Which is again different from my interpretation of propostion 6.1, but also different from Pyro/Numpyro example.

3

@pyroman It is a typo in the paper (see appendices C1, C2)

4

@fehiepsi If you are certain that C1 and C2 present the correct form of equations, than I will accept that :slight_smile: Then I am only confused why is the Stan implementation different, as this is what they used in the paper.

5

I think it is a bug in the implementation. Or the authors are using a different formula. I’m not sure. It is better to reach out to the authors for more information. :slight_smile:

cc @martinjankowiak

6

I wrote an email to the first author. Hopefully he will see it and comment here.

7

@pyroman as a general rule of thumb you should consider arxiv papers as pre-prints. often authors do not update the arxiv paper to reflect the final published version.

the formulae should be correct. it’s pretty easy to derive them from scratch (as i did).

8

Thanks @martinjankowiak, but the published version is the same as v2 on arxiv. For me the inconsistencies between the main text math, appendix math, Pyro/Numpyro implementations and Stan implementations are still rather concerning.

9

@pyroman Sorry for the delay, and thank you for your question.
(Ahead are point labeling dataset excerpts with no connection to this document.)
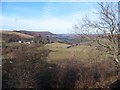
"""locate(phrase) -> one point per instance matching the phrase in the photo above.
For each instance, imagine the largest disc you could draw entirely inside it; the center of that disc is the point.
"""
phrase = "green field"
(81, 52)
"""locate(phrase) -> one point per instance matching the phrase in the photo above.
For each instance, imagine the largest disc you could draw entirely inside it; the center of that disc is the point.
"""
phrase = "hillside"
(16, 33)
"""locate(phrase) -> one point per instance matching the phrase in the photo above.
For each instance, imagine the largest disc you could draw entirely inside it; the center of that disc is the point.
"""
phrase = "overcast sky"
(56, 17)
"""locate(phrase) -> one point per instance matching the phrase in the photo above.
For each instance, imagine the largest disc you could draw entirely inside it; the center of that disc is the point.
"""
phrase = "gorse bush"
(28, 68)
(20, 71)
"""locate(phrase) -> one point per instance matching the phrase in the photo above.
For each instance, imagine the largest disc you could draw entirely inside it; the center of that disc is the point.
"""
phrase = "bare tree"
(106, 26)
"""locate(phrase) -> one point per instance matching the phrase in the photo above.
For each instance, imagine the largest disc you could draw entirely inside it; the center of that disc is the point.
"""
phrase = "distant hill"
(37, 33)
(10, 36)
(22, 35)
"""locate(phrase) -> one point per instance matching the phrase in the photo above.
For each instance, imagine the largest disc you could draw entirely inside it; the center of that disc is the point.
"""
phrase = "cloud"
(61, 24)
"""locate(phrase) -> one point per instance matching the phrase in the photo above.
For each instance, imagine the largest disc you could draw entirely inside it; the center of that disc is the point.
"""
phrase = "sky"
(56, 17)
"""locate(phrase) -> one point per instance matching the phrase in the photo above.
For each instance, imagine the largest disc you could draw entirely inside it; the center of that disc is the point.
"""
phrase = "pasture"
(59, 51)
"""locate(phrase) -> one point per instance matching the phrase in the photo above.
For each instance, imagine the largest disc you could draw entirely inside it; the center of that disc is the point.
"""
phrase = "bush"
(20, 71)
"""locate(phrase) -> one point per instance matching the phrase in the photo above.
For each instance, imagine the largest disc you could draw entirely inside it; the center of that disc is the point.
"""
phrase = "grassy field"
(81, 52)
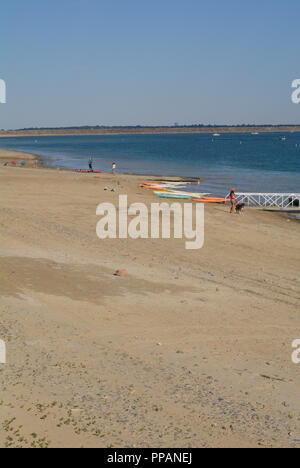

Proposition 6.1 is consistent with the Pyro code (and also consistent with Appendix C1 and C2). Explanation below:

Let f(X, Z, eta1, eta2, c) and g(X, Z, kappa , eta1, eta2, c ) denote the Pyro kernel code and your Pyro code from your first comment. Then, f(kX, kZ, eta1, eta2, c ) = g(X, Z, k, eta1, eta2, c ). In line 78 of the Pyro code, kappa is multiplied by X (kX). On line 81, the kernel takes kX as input. Hence, the Pyro code is the same as the kernel you specified.

The Stan code writes the kernel differently than the Pyro code. However, the resulting kernel is still algebraically the same (alpha in the Stan code corresponds to eta3 in Proposition 6.1). The inconsistencies in notation came from writing the code and paper at different points in time :slight_smile: Nevertheless, the Pyro and Stan code should output the same kernel matrices.

1 Like
10

Thanks @rajagrawal !